Strike supporters rallied again in large numbers at Queen's Park on April 15, 1872. Twenty-three TTU organizers were arrested for conspiracy on April 16, and a trial began on April 18. At the time, Canadian law made no exception for unions to the general common law rules governing the crime of conspiracy: a union committee's "conspiracy" to disrupt a commercial enterprise with a strike was no different in law from any other agreement to disturb the peace. The organizers were accordingly convicted.
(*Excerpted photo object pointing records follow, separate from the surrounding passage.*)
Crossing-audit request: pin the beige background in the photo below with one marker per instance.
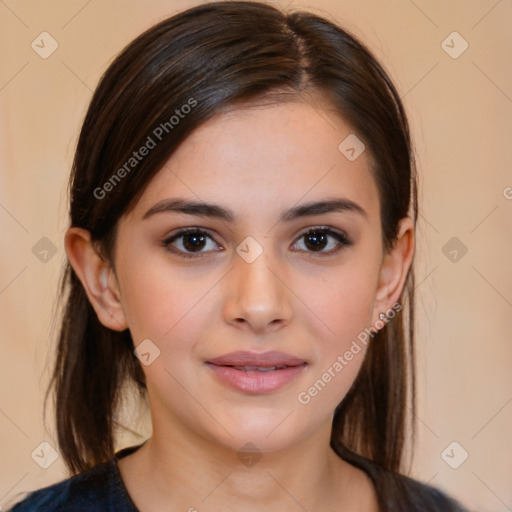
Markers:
(461, 115)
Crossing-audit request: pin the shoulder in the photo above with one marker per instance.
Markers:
(420, 496)
(401, 493)
(90, 490)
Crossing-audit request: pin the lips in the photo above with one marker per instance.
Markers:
(251, 360)
(256, 373)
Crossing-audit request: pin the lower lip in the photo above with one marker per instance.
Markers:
(256, 382)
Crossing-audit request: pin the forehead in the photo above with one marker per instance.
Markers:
(257, 158)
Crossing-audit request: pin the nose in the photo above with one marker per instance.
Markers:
(257, 297)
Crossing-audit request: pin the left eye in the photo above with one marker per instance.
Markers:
(317, 239)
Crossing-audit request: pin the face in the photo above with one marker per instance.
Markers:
(254, 273)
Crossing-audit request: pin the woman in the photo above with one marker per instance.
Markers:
(243, 208)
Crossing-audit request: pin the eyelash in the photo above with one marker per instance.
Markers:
(341, 238)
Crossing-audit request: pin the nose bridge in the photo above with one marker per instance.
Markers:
(257, 293)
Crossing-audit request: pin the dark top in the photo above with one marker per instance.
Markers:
(101, 489)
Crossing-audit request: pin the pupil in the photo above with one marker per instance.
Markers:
(193, 241)
(318, 241)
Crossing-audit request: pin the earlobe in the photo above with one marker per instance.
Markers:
(95, 275)
(394, 269)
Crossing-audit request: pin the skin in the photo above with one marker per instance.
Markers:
(256, 161)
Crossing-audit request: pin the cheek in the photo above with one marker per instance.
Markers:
(161, 302)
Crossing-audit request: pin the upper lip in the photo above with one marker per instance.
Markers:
(262, 359)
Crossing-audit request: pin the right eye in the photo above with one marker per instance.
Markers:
(189, 242)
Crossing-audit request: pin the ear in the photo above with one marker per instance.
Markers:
(394, 268)
(97, 277)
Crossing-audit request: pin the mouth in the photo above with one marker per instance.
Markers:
(256, 373)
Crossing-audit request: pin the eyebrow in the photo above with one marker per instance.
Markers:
(213, 210)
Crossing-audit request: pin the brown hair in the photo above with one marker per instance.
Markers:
(222, 54)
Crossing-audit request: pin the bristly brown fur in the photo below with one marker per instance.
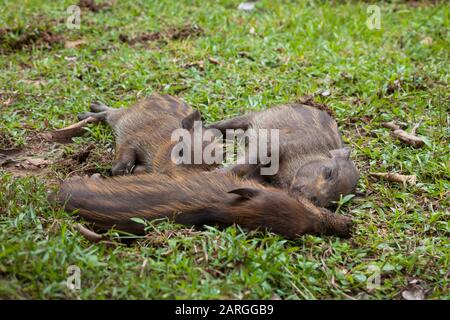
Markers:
(193, 198)
(313, 160)
(143, 133)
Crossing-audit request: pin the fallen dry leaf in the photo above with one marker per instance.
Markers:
(74, 44)
(37, 162)
(396, 177)
(428, 41)
(247, 6)
(409, 138)
(414, 291)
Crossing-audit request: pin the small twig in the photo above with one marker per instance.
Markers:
(88, 234)
(74, 130)
(409, 138)
(417, 125)
(396, 177)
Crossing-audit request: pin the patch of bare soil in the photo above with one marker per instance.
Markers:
(24, 38)
(51, 161)
(84, 160)
(172, 33)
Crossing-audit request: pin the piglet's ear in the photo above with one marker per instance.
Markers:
(246, 193)
(343, 153)
(188, 122)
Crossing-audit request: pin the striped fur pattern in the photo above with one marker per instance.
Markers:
(195, 198)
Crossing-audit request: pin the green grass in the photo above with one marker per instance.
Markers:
(294, 49)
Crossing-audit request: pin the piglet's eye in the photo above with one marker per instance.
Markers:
(327, 173)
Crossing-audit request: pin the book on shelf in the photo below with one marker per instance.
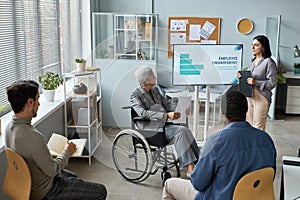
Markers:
(56, 145)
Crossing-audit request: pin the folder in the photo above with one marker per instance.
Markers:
(244, 87)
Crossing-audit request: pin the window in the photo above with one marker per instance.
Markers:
(35, 37)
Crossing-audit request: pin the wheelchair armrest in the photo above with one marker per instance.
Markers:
(141, 119)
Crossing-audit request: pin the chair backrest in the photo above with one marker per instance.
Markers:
(290, 178)
(256, 185)
(17, 182)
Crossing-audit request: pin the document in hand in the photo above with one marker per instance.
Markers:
(56, 145)
(182, 105)
(244, 87)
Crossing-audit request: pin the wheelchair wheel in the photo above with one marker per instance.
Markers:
(132, 155)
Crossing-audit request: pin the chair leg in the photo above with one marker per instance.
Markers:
(177, 169)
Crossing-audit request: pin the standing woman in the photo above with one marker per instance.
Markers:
(263, 80)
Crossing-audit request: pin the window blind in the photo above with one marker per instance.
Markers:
(29, 40)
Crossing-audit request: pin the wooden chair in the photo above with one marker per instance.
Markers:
(17, 182)
(256, 185)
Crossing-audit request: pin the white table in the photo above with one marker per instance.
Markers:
(200, 97)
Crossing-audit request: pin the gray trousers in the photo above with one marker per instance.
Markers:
(184, 142)
(67, 185)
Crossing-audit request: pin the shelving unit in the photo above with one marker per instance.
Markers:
(135, 37)
(83, 109)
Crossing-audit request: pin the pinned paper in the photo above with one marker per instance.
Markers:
(207, 29)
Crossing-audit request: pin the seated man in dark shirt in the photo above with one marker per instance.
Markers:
(226, 156)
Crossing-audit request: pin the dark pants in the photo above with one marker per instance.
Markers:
(67, 185)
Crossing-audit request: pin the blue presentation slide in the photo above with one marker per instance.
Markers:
(206, 64)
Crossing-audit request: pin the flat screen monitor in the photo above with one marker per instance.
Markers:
(206, 64)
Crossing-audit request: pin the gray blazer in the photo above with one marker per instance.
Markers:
(155, 108)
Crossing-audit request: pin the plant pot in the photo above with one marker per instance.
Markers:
(48, 95)
(80, 67)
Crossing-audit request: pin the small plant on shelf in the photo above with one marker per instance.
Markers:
(50, 81)
(80, 64)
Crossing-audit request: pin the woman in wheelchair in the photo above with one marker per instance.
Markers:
(148, 102)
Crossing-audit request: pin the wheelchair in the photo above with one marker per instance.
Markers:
(137, 153)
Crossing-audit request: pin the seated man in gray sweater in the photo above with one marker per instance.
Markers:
(49, 178)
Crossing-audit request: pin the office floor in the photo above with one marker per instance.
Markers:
(285, 133)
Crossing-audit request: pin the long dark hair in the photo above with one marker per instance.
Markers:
(266, 45)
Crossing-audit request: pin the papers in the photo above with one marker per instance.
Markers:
(194, 32)
(207, 29)
(182, 105)
(244, 87)
(56, 145)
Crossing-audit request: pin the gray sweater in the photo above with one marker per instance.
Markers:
(265, 75)
(27, 141)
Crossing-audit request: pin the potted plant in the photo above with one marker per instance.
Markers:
(49, 82)
(80, 64)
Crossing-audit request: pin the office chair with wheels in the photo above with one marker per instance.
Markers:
(17, 182)
(290, 178)
(256, 185)
(136, 152)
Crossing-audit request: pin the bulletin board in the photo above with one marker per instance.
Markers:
(193, 30)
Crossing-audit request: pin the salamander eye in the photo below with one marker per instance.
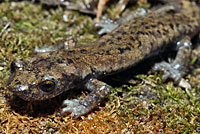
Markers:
(16, 64)
(47, 85)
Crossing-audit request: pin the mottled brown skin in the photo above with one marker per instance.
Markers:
(47, 75)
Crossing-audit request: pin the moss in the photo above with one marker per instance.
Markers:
(147, 105)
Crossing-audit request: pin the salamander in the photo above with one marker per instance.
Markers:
(46, 75)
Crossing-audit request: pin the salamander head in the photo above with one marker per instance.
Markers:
(39, 79)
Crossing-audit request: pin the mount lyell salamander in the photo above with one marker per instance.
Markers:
(46, 75)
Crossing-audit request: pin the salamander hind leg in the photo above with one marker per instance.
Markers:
(179, 67)
(81, 107)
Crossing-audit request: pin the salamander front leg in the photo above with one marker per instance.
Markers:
(179, 67)
(81, 107)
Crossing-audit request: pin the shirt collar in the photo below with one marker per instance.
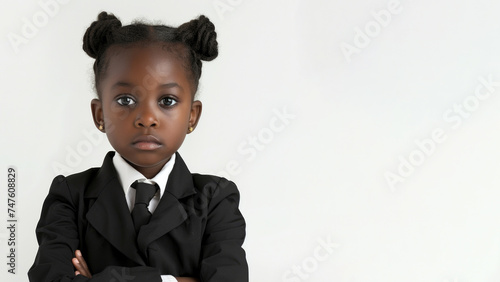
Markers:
(127, 174)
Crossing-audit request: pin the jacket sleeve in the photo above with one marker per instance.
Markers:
(57, 235)
(223, 258)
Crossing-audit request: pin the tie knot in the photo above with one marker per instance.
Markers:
(145, 191)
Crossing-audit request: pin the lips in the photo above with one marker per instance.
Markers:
(146, 142)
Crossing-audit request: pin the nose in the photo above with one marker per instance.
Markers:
(147, 115)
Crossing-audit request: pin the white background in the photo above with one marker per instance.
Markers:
(319, 179)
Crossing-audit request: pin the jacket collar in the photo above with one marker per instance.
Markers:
(110, 216)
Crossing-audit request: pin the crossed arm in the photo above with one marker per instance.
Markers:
(82, 268)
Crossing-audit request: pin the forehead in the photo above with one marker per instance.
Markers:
(139, 62)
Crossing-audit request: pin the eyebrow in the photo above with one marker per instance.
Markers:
(127, 84)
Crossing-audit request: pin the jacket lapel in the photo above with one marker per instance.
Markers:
(170, 213)
(109, 214)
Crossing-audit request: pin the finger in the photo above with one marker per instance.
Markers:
(81, 265)
(78, 266)
(80, 258)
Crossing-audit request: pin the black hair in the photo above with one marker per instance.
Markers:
(198, 37)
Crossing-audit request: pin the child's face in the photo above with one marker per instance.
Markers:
(146, 105)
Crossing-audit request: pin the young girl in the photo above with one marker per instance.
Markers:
(142, 216)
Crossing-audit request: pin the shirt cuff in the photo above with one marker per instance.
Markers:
(168, 278)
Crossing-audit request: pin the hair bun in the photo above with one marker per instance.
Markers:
(99, 34)
(200, 35)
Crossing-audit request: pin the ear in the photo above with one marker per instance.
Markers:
(194, 115)
(97, 114)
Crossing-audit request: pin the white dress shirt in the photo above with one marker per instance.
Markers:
(128, 175)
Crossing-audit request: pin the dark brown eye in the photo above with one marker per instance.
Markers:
(168, 101)
(125, 101)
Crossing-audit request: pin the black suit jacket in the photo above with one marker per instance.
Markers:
(197, 229)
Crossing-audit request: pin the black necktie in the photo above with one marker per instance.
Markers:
(144, 193)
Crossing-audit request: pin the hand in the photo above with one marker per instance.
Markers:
(80, 265)
(186, 279)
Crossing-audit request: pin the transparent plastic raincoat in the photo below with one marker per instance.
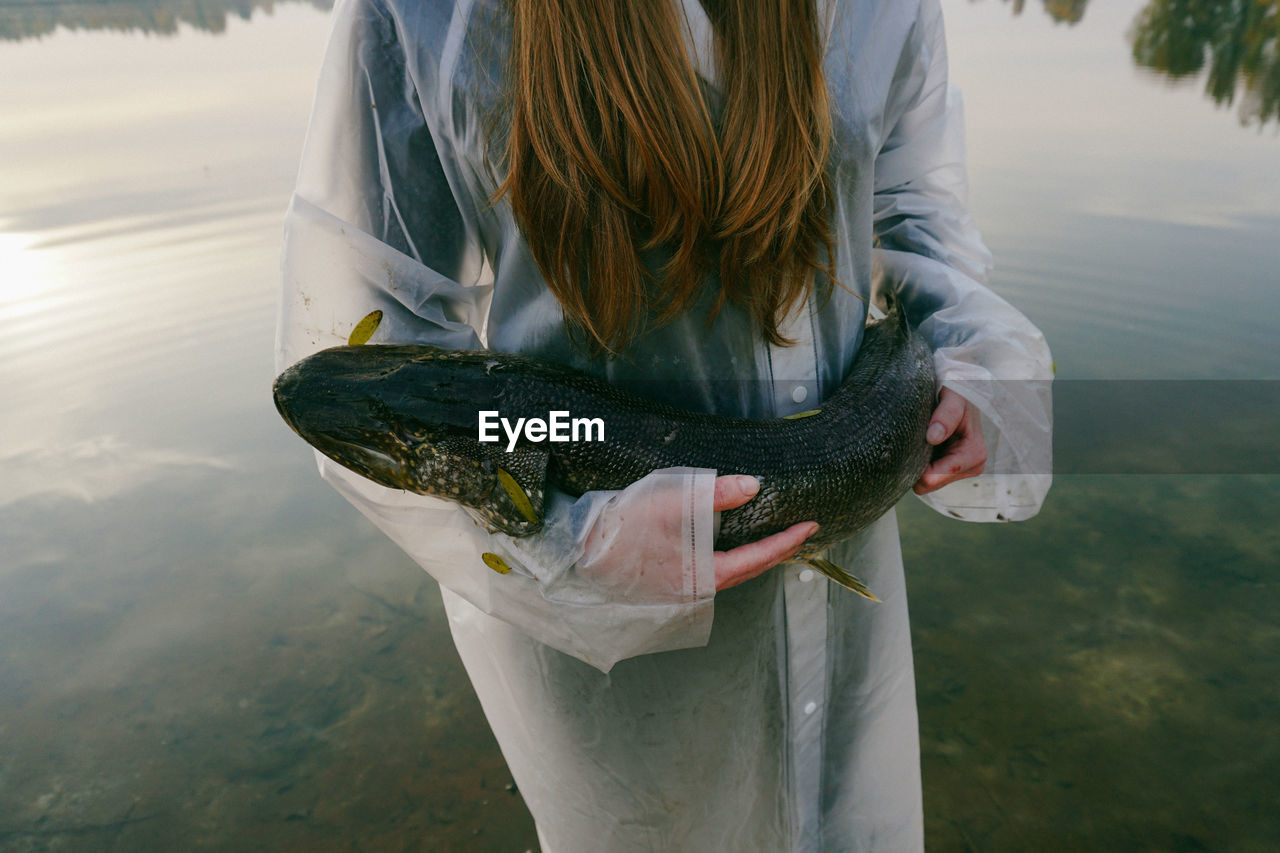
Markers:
(643, 710)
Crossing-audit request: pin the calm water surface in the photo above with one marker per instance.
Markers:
(202, 646)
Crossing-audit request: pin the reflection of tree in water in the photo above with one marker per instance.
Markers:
(1238, 40)
(1064, 10)
(35, 18)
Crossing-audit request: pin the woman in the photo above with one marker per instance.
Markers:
(640, 701)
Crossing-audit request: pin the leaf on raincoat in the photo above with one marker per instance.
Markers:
(496, 562)
(365, 329)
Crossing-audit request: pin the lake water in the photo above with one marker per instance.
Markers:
(201, 646)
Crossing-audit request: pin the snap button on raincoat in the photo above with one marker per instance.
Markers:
(641, 710)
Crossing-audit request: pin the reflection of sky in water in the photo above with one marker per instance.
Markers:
(200, 642)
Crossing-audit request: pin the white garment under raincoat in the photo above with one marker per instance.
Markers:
(641, 715)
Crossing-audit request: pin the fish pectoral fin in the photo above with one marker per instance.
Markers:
(837, 574)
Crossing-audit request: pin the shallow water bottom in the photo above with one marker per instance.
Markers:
(1104, 676)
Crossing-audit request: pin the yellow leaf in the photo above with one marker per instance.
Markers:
(365, 329)
(496, 562)
(517, 496)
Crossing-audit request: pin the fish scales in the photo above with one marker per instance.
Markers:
(407, 416)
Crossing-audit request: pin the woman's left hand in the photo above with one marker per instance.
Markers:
(959, 450)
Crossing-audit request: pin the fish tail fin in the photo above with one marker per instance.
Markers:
(841, 576)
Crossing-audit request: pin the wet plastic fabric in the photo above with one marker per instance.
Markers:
(640, 710)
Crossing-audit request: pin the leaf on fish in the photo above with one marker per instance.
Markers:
(517, 496)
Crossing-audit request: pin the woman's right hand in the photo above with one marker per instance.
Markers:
(755, 557)
(636, 548)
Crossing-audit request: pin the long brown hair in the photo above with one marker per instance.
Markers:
(613, 154)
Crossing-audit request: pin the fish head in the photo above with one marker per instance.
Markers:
(406, 416)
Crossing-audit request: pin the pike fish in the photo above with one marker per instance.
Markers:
(407, 418)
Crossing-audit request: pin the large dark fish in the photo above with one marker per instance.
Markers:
(407, 416)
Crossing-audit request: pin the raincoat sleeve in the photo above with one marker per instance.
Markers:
(932, 254)
(385, 218)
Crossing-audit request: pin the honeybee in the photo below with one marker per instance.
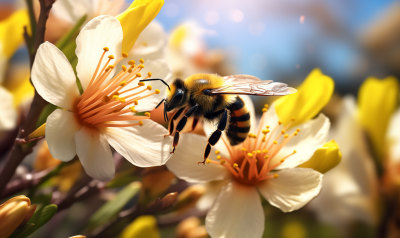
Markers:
(214, 97)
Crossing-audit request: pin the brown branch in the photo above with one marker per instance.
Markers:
(19, 151)
(26, 182)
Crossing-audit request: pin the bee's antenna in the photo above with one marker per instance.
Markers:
(160, 102)
(143, 80)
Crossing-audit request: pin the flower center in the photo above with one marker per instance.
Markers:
(111, 102)
(256, 159)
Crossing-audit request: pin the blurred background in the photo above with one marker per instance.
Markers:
(283, 40)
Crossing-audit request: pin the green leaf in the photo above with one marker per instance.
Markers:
(111, 208)
(41, 217)
(123, 178)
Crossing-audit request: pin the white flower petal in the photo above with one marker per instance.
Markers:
(143, 146)
(102, 31)
(151, 42)
(95, 154)
(60, 134)
(292, 189)
(8, 116)
(72, 10)
(212, 190)
(53, 76)
(237, 212)
(394, 137)
(269, 118)
(313, 134)
(160, 70)
(190, 151)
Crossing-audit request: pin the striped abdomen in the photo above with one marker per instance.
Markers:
(239, 122)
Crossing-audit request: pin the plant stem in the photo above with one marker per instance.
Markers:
(20, 150)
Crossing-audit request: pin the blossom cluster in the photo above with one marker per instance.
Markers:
(89, 130)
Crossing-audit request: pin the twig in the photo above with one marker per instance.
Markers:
(19, 151)
(27, 181)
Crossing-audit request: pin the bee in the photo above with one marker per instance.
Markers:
(214, 97)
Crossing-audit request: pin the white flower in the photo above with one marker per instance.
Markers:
(394, 138)
(266, 163)
(8, 116)
(105, 114)
(350, 189)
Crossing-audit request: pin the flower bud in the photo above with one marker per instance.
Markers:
(13, 213)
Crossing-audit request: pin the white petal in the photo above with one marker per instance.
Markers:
(394, 137)
(237, 212)
(313, 134)
(53, 76)
(190, 151)
(292, 189)
(95, 154)
(212, 190)
(269, 118)
(60, 134)
(102, 31)
(143, 146)
(159, 69)
(72, 10)
(8, 116)
(151, 42)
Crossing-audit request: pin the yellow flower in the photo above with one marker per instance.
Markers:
(141, 227)
(313, 94)
(13, 213)
(11, 38)
(11, 32)
(133, 20)
(377, 101)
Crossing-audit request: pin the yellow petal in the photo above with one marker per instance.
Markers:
(141, 227)
(178, 35)
(134, 19)
(377, 100)
(312, 95)
(11, 32)
(325, 158)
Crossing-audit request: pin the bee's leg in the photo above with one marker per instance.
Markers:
(181, 125)
(171, 122)
(216, 135)
(195, 121)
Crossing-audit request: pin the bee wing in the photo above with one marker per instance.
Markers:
(252, 87)
(242, 78)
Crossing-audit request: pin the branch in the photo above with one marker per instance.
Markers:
(19, 151)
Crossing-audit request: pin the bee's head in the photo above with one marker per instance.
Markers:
(177, 95)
Shortly after the Queen's Park rally, Prime Minister John A. MacDonald introduced the Trade Unions Act, 1872, in the House of Commons, which made certain forms of union activity legal. The act was based on two statutes that had recently been adopted in Britain: the Trade Union Act 1871 and Criminal Law Amendment Act 1871. It passed on June 14, 1872.

== Decline ==
The rise of computer-based printing in the 1960s and 1970s largely rendered manual typesetting obsolete. Accordingly, TTU membership declined precipitously during this period, beginning with a lengthy newspaper strike that began in 1964. As of January 1978, TTU had just over 1,300 members. The union was still active in Mississauga as of 1987, when it won a settlement on behalf of 30 workers at Burlington Air Express (now BAX Global) at the Ontario Labour Relations Board. It had become a local of the Communications, Energy and Paperworkers Union of Canada by 1994.